The use of mitomycin C (MMC) injected into the subconjunctival space without irrigation raises a long-term safety issue.20 Mitomycin C (MMC) is an antimetabolite used during the initial stages of a trabeculectomy to prevent excessive postoperative scarring and thus reduce the risk of failure. The use of the antimetabolites such as MMC has improved the success rate of trabeculectomy surgery but may increase the risk of developing a bleb-related infection due to leakage.21, 22, 23 In trabeculectomy, MMC is held in the subconjunctival space with sponges for 30 seconds to 3 minutes before being removed and the subconjunctival space irrigated thoroughly. With Xen® Gel Stent implantation, in the absence of conjunctival dissection, we inject and leave MMC in place in the subconjunctival space. This might be a risk factor for the development of thin, avascular blebs and, consequently, late endophthalmitis.

4. Conclusion

Erosion of the Xen® Gel Stent through the conjunctiva can lead to severe infection such as blebitis and endophthalmitis. Patients with cystic blebs and an abnormal stent orientation toward the conjunctival surface should be followed regularly, as they may develop stent exposure and severe infectious complications.

Patient consent

Written informed consent was obtained from the patient described in this case report.

Funding

No funding or grant support

Authorship

All authors attest that they meet the current ICMJE criteria for Authorship.
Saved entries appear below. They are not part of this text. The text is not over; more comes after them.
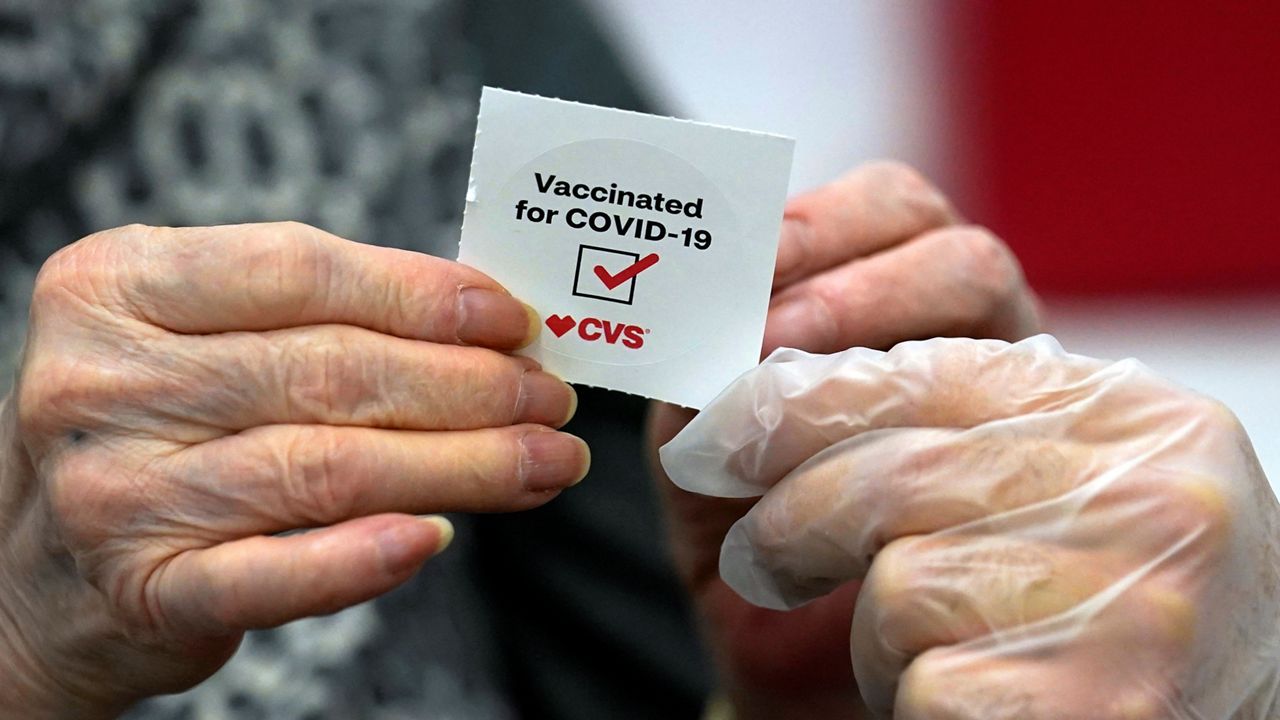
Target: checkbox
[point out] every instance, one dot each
(588, 283)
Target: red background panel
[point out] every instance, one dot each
(1121, 146)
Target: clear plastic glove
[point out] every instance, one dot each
(1041, 534)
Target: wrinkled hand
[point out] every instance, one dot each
(186, 395)
(869, 260)
(1040, 536)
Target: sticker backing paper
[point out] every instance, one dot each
(645, 244)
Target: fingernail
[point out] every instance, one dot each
(494, 319)
(545, 400)
(801, 323)
(446, 529)
(791, 250)
(552, 460)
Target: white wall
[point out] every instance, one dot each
(846, 78)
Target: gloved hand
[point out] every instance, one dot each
(1041, 534)
(874, 258)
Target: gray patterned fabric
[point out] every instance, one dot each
(351, 114)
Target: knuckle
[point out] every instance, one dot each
(991, 273)
(1169, 618)
(1214, 414)
(316, 469)
(324, 377)
(913, 187)
(1198, 507)
(88, 500)
(56, 393)
(920, 693)
(895, 587)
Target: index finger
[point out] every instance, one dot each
(869, 209)
(273, 276)
(795, 405)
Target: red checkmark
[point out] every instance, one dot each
(626, 273)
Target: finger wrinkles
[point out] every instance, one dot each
(347, 376)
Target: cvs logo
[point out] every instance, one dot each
(594, 329)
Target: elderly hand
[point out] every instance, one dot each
(872, 259)
(1040, 536)
(187, 395)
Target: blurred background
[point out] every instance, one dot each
(1128, 151)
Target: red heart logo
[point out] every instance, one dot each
(561, 324)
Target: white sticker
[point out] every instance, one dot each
(645, 244)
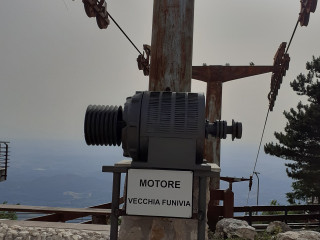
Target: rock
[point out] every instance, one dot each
(299, 235)
(229, 227)
(278, 227)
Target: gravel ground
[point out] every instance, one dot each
(15, 232)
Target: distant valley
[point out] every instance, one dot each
(68, 174)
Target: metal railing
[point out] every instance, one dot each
(291, 214)
(4, 160)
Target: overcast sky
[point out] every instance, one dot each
(55, 61)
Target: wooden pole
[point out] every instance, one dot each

Supervised by AL. The patient was under the care of AL. The report was written by JB, AL and CB.

All the authors mentioned in the manuscript have agreed to authorship, read and approved the manuscript, and given consent for submission and subsequent publication of the manuscript.

Declaration of competing interest

The following authors have no financial disclosures: JB, CB, AL.

Acknowledgements

The authors thank Dr Kevin D. Clark for editorial assistance with the manuscript.